その実力差は月とスッポン、と言っても過言では無い。
冒険者タグは銀。
上位・下位とではタグデザインが若干違う。
【金ランク】
魔物討伐数数百とかを記録する冒険者達が、うじゃうじゃいるクラス。
ここも銀ランクと同じく上位・下位と区分されている。
冒険者タグは金。
【プラチナランク】
国を救った英雄が集う。
一番僕が適用されそうなランクがこれ。
……マジで、国民の眼差しを一身に受けるので、なるのはオススメしない。
※僕の経験談
これも上位・下位と区分はされている。
だが、プラチナランクの人数も人数なので、あって無い様なもの。
冒険者タグの色はプラチナ。
【ダイヤランク】
世界でたった三人にしか与えられていない、幻のランク。
……僕、これにもなったことがある。
それはもう……出歩けないよ。
マジで毎日外出禁止令敷かれてる様なもの。
冒険者タグは、豪華にもダイヤ。
上位・下位などの区分は存在しない。
ーーとまあ、こんな感じだ。
底辺から順々に昇級していくなら、九行程もあるので……まあ、やりたいのならどうぞ。
人生無駄になると思うよ。
まあとにかく、僕のランクを昇級されるのなら『銀ランク上位』位で止めて欲しい。
そこら辺のさじ加減は、ガレーシャに任せることになるけど……。
「大丈夫かなぁ……ガレーシャちゃん」
モイラの呟きに、僕は激しく同意。
「……だよね。
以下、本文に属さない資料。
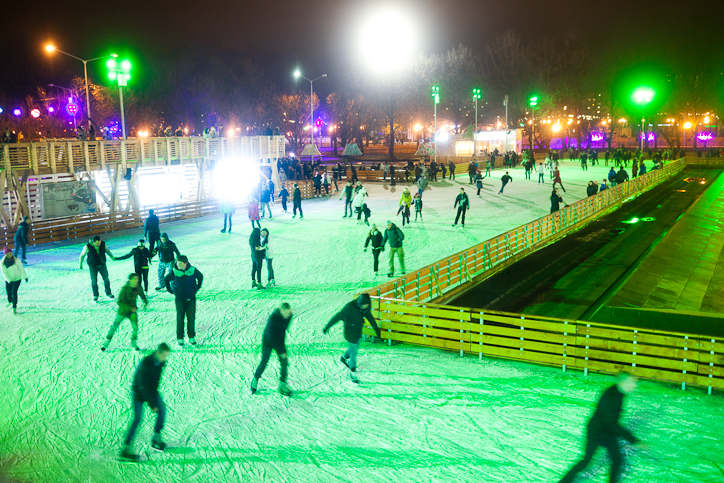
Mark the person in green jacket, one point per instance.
(127, 309)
本棚に盛大に頭を突っ込んだとしても、腐っても彼女は貴族だ。言い分次第では、どんなランクにもなり得る。有名な学校の首席ともなれば、それはもう……」
思わず溜息を吐く僕。
「ダイヤランク認定もある……か。やだよー、ユトが女の子に集られるのは」
「ははは、ソウダネー」
僕は片言で、目を若干逸らしながら呟いた。
いや、実際あり得るから怖い。
……確かに、それにならない様な策はあるけど。
と、思ったちょうどに。
「フトゥールム様。冒険者ランクが決まりましたので、随時カウンターへと」
ガレーシャの同僚かなんかの受付嬢がやって来た。
「はいはい。すぐ行きますよっと」
くっ。
……やって来てしまったのなら仕方ない。
僕は嫌々ながらも重い腰を上げ、面倒そうにカウンターへと向かった。
案内役の受付嬢の背中から、ふと、カウンターへと目をやると。
既に、カウンターの奥にはガレーシャが待機していた。
準備万端って事ね。
……良いよ。どんとこい。
小さい胸を張り、僕はーーランク査定の結果を知る事となる。